Геннадий Прашкевич ЗК-5
ПовестьГеннадий Прашкевич — член союза писателей России, ПЕН-клуба, лауреат многих отечественных и зарубежных литературных премий. Живет в новосибирском Академгородке. Постоянный автор «Знамени». Последняя публикация в журнале — повесть «Иванов-48» (№ 6 за 2014 год).
1
Воздух был чист, прозрачен.
Чем дальше, тем больше встречалось грамотных.
Шел пастух в зеленом плаще, чтобы коровы его лучше видели. Длинный бич заброшен за плечо, кончик волочится по траве. В какой-то деревне на скамеечке у дороги сидел старичок с айфоном — машин не видел, уткнулся в экран. На стене бревенчатого дома колыхалось рваное полотнище: телефон и «…дам!». По обочине весело шел козел, стриженный под панка; этот — без планшета, зато блеял, как московский лирический поэт Розов. Внизу, у реки, сквозь редкие сосны время от времени проглядывали палатки онкилонов, дорога уходила под обрывистые скалы, под мощные зеркала скольжения, вылизанные ветрами. «Люблю!» Немало безрассудности надо иметь, чтобы увековечить такое простое чувство на такой отвесной скале. Где-то Салтыков увидел совсем уж трагический выдох: «Толя! Оля любит Леру». Любовь — риск, поэзия — риск, онкилоны хотят экстрима. Вот стихов Ивана Сергеевича Тургенева никто не пишет, не выбивает на скалах, подумал Салтыков, зато год объявлен все-таки Тургеневским.
Первый попутчик напросился к Салтыкову в Сростках.
Представился, как Рогов-Кудимов. Поэт Николай Рогов-Кудимов.
Полувоенная рубашка, джинсы, нашивка на рукаве: спектральная полоска, все семь цветов радуги. Это еще Ньютон выбрал семь цветов — из убеждения, что существует тайная связь между цветами, музыкальными нотами, объектами Солнечной системы и днями недели, правда, вместо синего использовал цвет индиго.

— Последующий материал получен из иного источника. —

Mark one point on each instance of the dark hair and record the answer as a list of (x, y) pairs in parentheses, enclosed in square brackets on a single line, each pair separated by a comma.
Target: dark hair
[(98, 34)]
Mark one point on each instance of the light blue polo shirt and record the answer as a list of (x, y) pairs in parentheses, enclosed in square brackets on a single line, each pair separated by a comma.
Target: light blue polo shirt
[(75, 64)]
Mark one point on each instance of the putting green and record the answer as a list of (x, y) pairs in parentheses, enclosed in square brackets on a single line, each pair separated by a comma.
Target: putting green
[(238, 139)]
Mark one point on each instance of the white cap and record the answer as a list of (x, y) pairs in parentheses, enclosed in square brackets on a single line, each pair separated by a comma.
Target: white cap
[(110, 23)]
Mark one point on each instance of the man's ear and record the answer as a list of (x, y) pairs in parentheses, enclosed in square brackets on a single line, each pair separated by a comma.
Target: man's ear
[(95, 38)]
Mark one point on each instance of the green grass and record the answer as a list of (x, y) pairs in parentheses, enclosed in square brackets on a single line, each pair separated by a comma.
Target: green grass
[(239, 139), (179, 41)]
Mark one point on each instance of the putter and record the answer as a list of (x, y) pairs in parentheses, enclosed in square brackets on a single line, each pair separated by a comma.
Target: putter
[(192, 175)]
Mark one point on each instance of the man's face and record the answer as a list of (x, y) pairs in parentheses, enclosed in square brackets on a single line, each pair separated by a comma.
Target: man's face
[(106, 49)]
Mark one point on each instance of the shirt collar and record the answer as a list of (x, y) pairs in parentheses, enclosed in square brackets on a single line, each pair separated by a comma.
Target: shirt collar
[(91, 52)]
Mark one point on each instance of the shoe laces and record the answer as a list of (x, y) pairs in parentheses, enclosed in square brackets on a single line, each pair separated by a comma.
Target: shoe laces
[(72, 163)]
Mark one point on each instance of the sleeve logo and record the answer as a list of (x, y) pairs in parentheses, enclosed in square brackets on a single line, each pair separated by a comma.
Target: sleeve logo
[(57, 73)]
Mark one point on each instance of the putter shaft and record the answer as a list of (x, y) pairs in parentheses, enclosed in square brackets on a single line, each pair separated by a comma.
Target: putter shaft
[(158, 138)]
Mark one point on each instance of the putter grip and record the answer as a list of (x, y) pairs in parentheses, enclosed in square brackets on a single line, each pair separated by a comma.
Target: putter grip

Поэт Рогов-Кудимов держал в руках свежий номер «Известий АлтЦИК». Салтыков, конечно, поинтересовался: «Что пишут?». Никак не ожидал, что поэт начнет с голосования, но тот с голосования и начал: «Уже сто тридцать один — против Закона о защите прошлого, и только сто одиннадцать — за», и только потом признался, что в «Известиях АлтЦИК» напечатаны его стихи. Совершенно новые стихи. В них все из-за той же неразделенной любви юный лирический герой начертал на стене казенного лифта (это не на скалу лезть), что некая юная Настя — порочна и ветрена. И все такое прочее. При чтении глаза Рогова-Кудимова приобретали зеленоватый цвет. И закончил он загадочно: «Парагутин от нами».
«Это что-то означает?»
«Крайнее отчаяние», — объяснил Рогов-Кудимов.
Салтыков покивал с уважением, а поэт заметил, что у человека, неторопливо едущего в АлтЦИК, такая машина и должна быть, — он имел в виду салтыковский «Порше». И опять закончил загадочно: «Замечали, что любую статью нашего российского Уголовного кодекса можно начинать словами: „Если поймают, то…“?»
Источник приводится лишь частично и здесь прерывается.